In particolare ci riferiamo ai negozi, soprattutto nelle zone considerate di alto interesse  commerciale, laddove le parti pattuiscono che il locatore, oltre al canone di locazione riceva una somma “a fondo perduto” quale “corrispettivo” o “indennizzo” per aver concesso in godimento il locale.

Ora, tale pattuizione è nulla ed il conduttore può agire   per farsi restituire quanto indebitamente pagato.

Il principio è stato ribadito dalla Corte d’Appello di Milano, sez. III, nella sentenza del 25 gennaio 2023, n. 135

La vicenda alla base della decisione. Nel contratto di locazione era stata prevista la clausola secondo la quale il conduttore avrebbe dovuto versare l’importo di euro 50.000,00 oltre IVA “quale contributo per la consegna  dell’immobile libero da vincoli di occupazione di terzi, nonché quale fee di ingresso nel bene locato”.

Il tribunale aveva condannato il locatore a restituire gli importi parzialmente  già corrisposti a titolo di fee per un importo pari a circa euro 42.000,00.

La Corte d’Appello ha confermato la sentenza di primo grado e, nel riconoscere il diritto del conduttore ad ottenere la restituzione della “fee di ingresso”, ha richiamato  l’art. 79 della L. 392/78 che sancisce la nullità di “ogni pattuizione che consenta al locatore di pretendere dal conduttore un pagamento non giustificato dal sinallagma contrattuale”.

La consegna dell’immobile libero da vincoli e diritti dei terzi è una delle obbligazioni principali del locatore (artt. 1575 e 1585 del codice civile), al quale non è riconosciuto   il diritto ad un vantaggio economico ulteriore o diverso dal canone di locazione.

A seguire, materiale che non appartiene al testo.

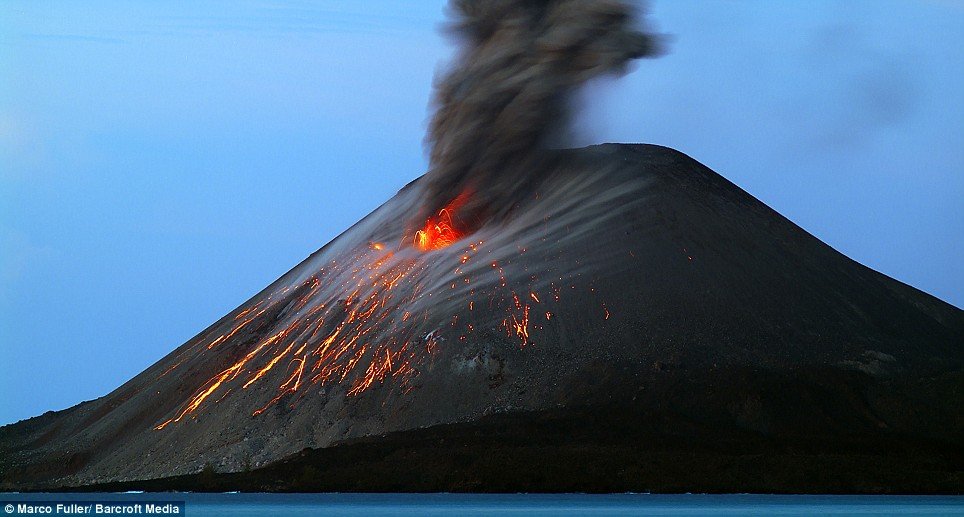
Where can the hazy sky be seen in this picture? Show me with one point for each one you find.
(161, 162)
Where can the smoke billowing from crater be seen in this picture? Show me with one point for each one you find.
(508, 95)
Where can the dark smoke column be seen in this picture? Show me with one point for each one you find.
(508, 94)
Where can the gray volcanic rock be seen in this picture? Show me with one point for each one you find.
(632, 277)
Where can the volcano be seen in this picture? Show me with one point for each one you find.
(634, 321)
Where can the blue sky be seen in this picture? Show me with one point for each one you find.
(162, 162)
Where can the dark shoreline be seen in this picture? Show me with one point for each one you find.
(591, 452)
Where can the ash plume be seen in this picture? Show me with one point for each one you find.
(508, 95)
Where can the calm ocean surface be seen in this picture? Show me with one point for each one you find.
(528, 504)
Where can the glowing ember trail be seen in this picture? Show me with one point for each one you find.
(367, 320)
(440, 231)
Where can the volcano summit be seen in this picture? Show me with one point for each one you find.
(635, 304)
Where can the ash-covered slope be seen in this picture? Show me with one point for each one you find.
(631, 277)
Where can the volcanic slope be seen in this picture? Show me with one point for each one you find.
(630, 279)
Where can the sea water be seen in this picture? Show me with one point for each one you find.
(466, 505)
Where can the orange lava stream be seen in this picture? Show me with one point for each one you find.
(347, 323)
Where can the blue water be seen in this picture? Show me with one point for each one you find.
(466, 505)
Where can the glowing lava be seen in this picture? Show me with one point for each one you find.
(364, 321)
(440, 231)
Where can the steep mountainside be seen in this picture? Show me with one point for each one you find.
(631, 278)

Anche l’escamotage utilizzato dalle parti per supportare il pagamento, e cioè la previsione in contratto, a carico  del locatore,  della  “fornitura dell’arredamento e locali in perfetto ordine per poter esercitare l’attività commerciale di vendita pubblico con immediatezza e senza ulteriori costi aggiuntivi”, non è stata ritenuta una circostanza idonea a giustificare il pagamento della “fee”: infatti, secondo la Corte d’Appello, tale pattuizione avrebbe semmai potuto comportare/giustificare un incremento del canone, oppure la previsione di un deposito cauzionale o altra forma di garanzia.

In altre parole, il pagamento della “fee” è sempre sprovvista di causa giustificativa, considerata la natura del contratto (locazione).  L’autonomia contrattuale non vale a superare la barriera della nullità indicata nell’art. 79 della L. 392/1978.

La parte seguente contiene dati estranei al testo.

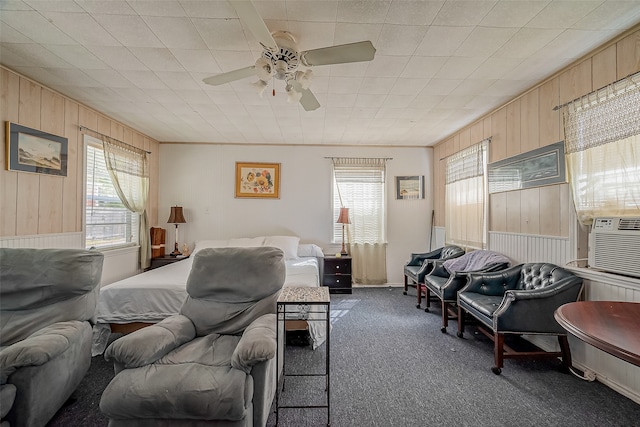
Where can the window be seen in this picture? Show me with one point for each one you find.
(107, 222)
(602, 136)
(466, 191)
(358, 184)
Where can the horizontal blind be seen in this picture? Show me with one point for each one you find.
(359, 186)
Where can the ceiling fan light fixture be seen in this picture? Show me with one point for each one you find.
(264, 69)
(304, 78)
(260, 86)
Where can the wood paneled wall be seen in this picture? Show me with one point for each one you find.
(529, 122)
(32, 204)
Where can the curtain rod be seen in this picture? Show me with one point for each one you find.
(359, 158)
(630, 76)
(84, 128)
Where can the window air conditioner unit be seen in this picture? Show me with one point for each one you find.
(614, 245)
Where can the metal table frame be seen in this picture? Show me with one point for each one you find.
(303, 303)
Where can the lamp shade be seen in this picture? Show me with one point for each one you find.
(343, 218)
(176, 216)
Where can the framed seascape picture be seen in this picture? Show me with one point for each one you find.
(260, 180)
(542, 166)
(31, 150)
(410, 187)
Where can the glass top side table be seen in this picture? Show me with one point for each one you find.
(313, 305)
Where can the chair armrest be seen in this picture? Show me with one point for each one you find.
(39, 347)
(418, 258)
(532, 310)
(438, 268)
(257, 344)
(493, 283)
(149, 344)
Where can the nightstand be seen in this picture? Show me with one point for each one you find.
(337, 274)
(167, 259)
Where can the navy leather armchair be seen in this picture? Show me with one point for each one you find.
(448, 277)
(419, 264)
(519, 300)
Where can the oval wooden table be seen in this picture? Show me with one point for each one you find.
(611, 326)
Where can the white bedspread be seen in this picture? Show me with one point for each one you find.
(157, 294)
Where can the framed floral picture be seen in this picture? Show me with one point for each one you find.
(261, 180)
(410, 187)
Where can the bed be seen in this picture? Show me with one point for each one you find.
(154, 295)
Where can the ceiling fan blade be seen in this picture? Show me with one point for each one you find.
(341, 54)
(308, 101)
(251, 18)
(231, 76)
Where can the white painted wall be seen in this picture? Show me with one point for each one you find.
(200, 178)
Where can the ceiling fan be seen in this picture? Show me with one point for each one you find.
(282, 60)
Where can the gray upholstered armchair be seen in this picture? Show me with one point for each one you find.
(448, 277)
(212, 364)
(519, 300)
(47, 297)
(419, 264)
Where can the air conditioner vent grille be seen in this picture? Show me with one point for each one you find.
(614, 245)
(629, 224)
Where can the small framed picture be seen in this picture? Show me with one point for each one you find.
(410, 187)
(31, 150)
(261, 180)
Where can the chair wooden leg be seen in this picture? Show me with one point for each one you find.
(566, 353)
(445, 316)
(460, 322)
(498, 352)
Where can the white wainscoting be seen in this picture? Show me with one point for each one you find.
(118, 263)
(44, 241)
(599, 286)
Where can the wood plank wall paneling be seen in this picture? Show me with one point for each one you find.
(529, 122)
(37, 204)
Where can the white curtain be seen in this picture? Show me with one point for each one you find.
(465, 192)
(128, 168)
(602, 146)
(360, 186)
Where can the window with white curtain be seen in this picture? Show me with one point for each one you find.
(107, 222)
(602, 145)
(465, 195)
(358, 184)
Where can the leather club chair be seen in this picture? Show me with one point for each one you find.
(448, 277)
(212, 364)
(47, 299)
(419, 264)
(520, 300)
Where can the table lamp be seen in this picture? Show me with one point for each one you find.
(176, 217)
(343, 219)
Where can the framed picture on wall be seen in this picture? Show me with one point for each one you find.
(261, 180)
(410, 187)
(31, 150)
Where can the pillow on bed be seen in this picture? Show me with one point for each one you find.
(288, 245)
(246, 242)
(203, 244)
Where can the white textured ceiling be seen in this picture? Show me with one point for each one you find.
(439, 64)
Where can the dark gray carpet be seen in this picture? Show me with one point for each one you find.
(391, 366)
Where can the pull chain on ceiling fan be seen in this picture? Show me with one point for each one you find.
(281, 59)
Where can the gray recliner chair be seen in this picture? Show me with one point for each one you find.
(212, 364)
(47, 297)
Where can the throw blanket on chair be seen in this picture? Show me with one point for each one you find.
(474, 261)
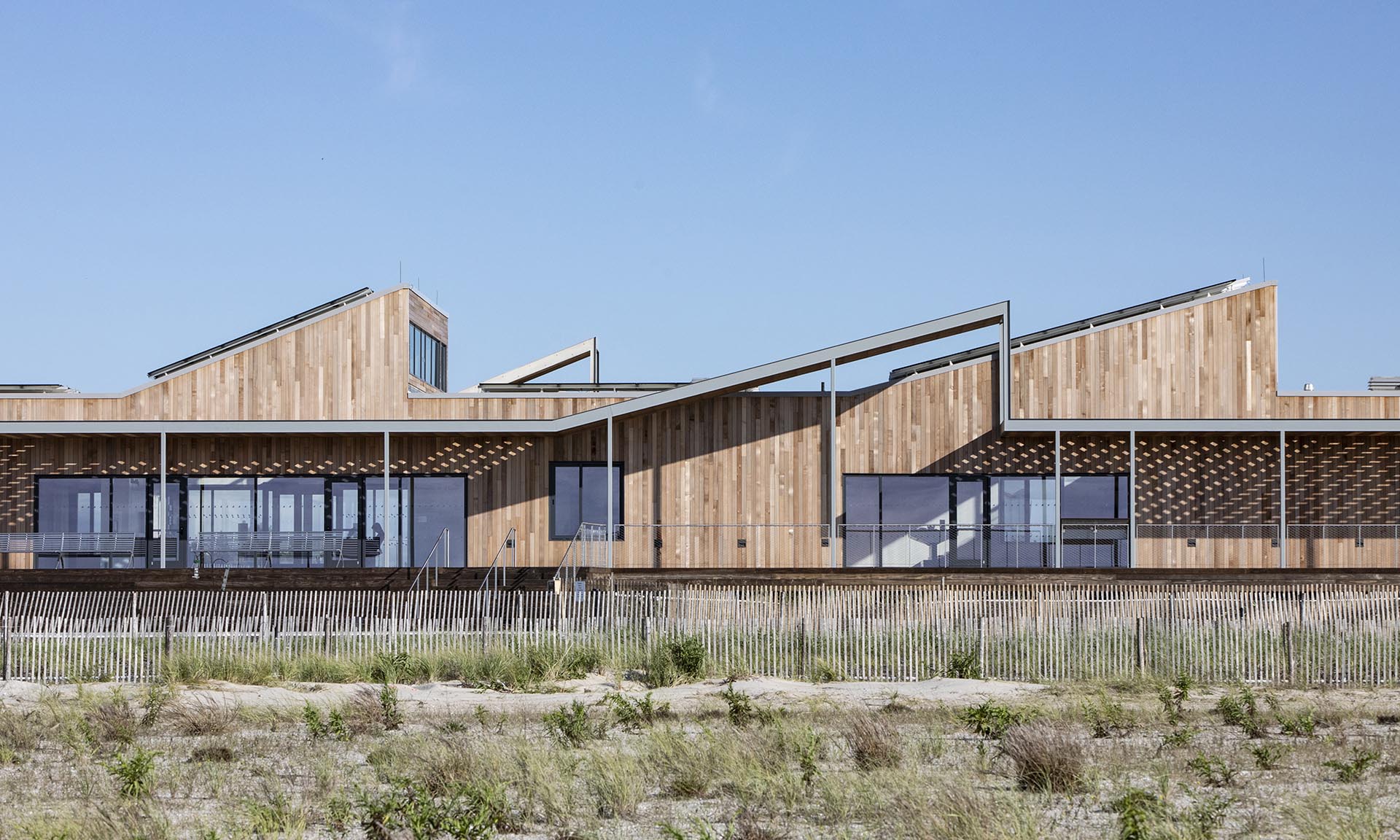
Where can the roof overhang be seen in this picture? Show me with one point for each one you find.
(753, 377)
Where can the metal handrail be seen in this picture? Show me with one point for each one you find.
(443, 541)
(567, 572)
(494, 580)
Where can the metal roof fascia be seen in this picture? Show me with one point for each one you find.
(805, 363)
(1208, 426)
(1091, 325)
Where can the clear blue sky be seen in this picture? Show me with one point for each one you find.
(765, 179)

L’assenza di causa e l’insanabile nullità della pattuizione hanno quindi determinato l’obbligo di ripetizione dell’importo versato.

È bene sottolineare che la nullità travolgerebbe l’accordo sulla “buona entrata”  anche se lo stesso fosse stipulato tra il locatore con un soggetto terzo.

Infatti il terzo assuntore dell’obbligo del pagamento della “fee”, ai sensi degli artt. 1421 e 2033 c.c. potrebbe fare valere la nullità del patto e pretendere la restituzione delle somme indebitamente pagate, purché sia accertato un collegamento funzionale tra l’accordo e il contratto di locazione.